In my node.js webpage I'm making a page preview similar to the Facebook link preview. I'm making a call to get the html of the page, and use it to create the preview.
$.ajax({
type: 'GET',
data: { "html": url },
url: "/htmlTest",
success: function (data) {
imgArray = [];
$('img', data).each(function () {
imgArray.push(this.src);
});
...
This is the server-side code that handles the request.
app.get('/htmlTest', function (req, res) {
res.writeHead(200, { 'content-type': 'text/html' });
request(req.query.html, function (error, response, body) {
if (error) {
res.write(error.toString());
res.end('\n');
}
else if (response.statusCode == 200) {
res.write(body);
res.end('\n');
}
})
});
Now what I've been noticing, is that it will just insert any css the other page uses into my page, which can really screw everything up. Why is this happening?
Also, while I'm at it, does anyone have any better ideas for a facebook-style page preview?

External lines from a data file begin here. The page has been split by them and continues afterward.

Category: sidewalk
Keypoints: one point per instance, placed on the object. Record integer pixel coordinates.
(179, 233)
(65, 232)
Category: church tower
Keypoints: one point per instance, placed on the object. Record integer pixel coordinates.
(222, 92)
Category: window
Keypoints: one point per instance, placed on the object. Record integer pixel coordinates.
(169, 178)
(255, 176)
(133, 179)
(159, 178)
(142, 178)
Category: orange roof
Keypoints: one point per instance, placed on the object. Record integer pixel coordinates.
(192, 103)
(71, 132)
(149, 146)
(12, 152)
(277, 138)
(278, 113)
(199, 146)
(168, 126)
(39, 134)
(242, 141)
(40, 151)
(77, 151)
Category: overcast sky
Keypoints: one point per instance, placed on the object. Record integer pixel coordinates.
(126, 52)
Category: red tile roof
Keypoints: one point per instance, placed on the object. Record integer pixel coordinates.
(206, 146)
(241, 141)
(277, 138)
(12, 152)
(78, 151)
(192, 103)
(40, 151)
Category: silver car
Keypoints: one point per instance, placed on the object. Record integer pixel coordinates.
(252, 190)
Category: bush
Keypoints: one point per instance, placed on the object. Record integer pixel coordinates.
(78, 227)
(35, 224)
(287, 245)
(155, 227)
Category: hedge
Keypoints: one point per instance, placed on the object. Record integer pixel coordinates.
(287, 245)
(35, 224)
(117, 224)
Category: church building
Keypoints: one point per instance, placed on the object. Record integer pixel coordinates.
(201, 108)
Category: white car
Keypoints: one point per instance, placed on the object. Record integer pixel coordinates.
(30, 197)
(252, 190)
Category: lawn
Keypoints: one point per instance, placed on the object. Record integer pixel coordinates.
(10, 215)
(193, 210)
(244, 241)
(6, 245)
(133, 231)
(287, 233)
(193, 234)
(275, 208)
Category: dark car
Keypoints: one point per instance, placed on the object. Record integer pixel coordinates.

No. writeHead writes HTTP headers to the underlying TCP stream. It has absolutely nothing to do with HTML.
You're running into an issue because your server returns the wholesale HTML content of the requested URL. You then pass this string into jQuery, which is apparently adding contained CSS styles into your document.
Generally, it is a terrible idea to take random code from a user-supplied URL and run in the context of your page. It opens you to gaping security holes – the CSS artifacts you're seeing are one example.
To be blunt, your code has numerous problems, so bear with me as I point out some issues.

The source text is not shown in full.